Union membership as a share of the labor force is at its lowest level in decades. Only 11.9% of all U.S. employees in 2010 belonged to a labor organization. Yet as the unfolding drama in Wisconsin this year has revealed, unions are far from irrelevant. Indeed, public-sector employees have emerged as one of the most powerful forces in the nation’s economic and political life, driving many states and localities to severe fiscal distress. Their close alliance with the Democratic Party has accelerated this trend.
The main reason for this state of affairs is that government employee unions, like their counterparts in the private sector, function as monopolies. They enjoy exemptions and affirmative grants of permission under federal and state law unavailable to nonunion workers. Union leaders and employees view nonmembers, who offer their services more cheaply, as their natural adversary. As such, they will use all means possible to maintain their bargaining advantage.

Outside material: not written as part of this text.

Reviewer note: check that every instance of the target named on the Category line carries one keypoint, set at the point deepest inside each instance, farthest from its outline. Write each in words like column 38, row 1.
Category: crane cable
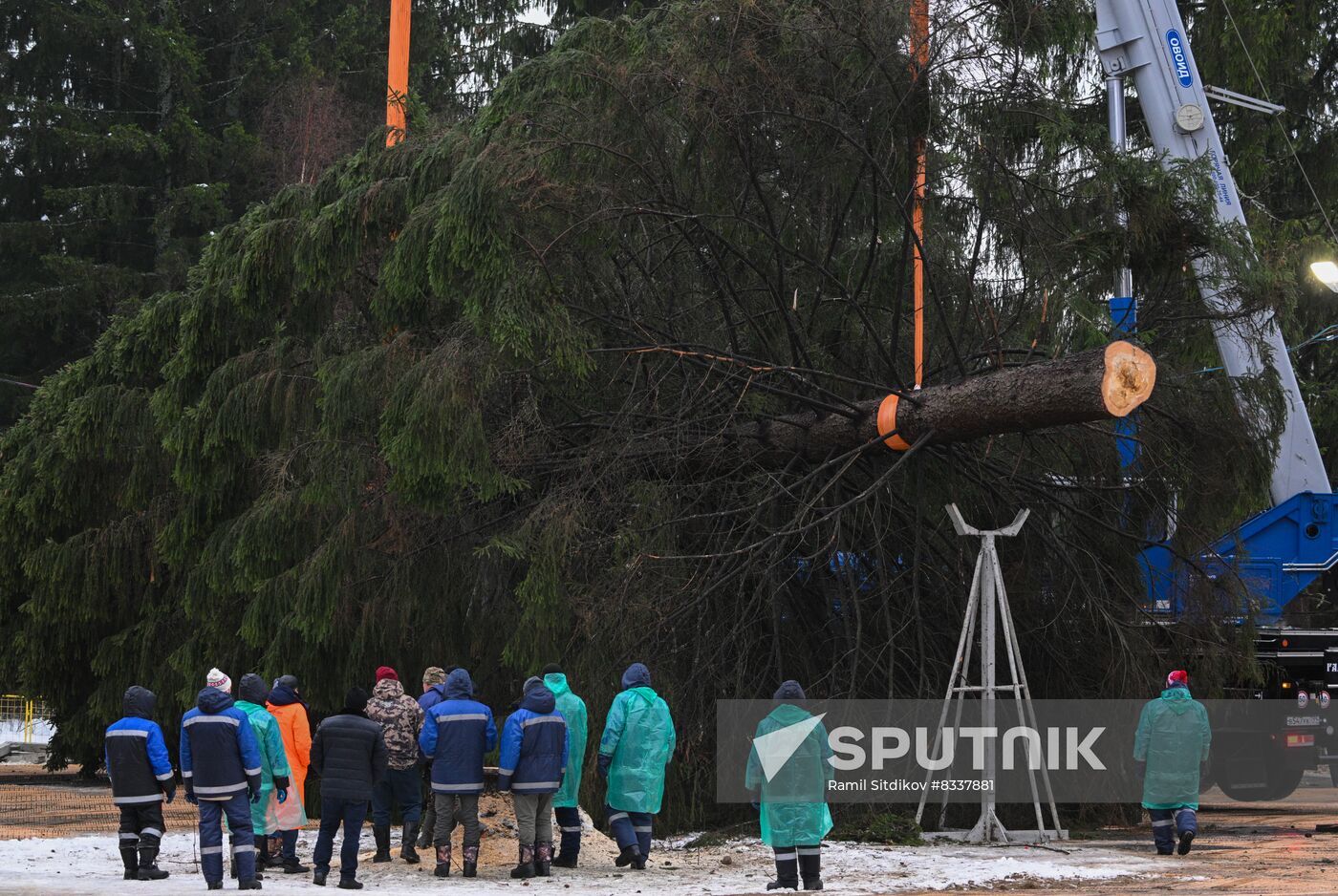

A large body of empirical evidence indicates that while monopoly arrangements benefit unions, they do not benefit the economy as a whole. Indeed, they undermine it by lowering productivity, making less capital investment available, and hindering worker mobility. The recognition of these and other effects by employers and workers primarily explains the decades-long decline in private-sector membership. In the public sector, where service provision already is typically a monopoly, government agencies can’t adapt as easily.
While individual workers should retain their right to organize or join a union, they should not have the right to use the law or extra-legal persuasion to coerce other workers into becoming members. Volunteerism remains the best check against the economic collectivization aggressively favored by so many union leaders and their political allies.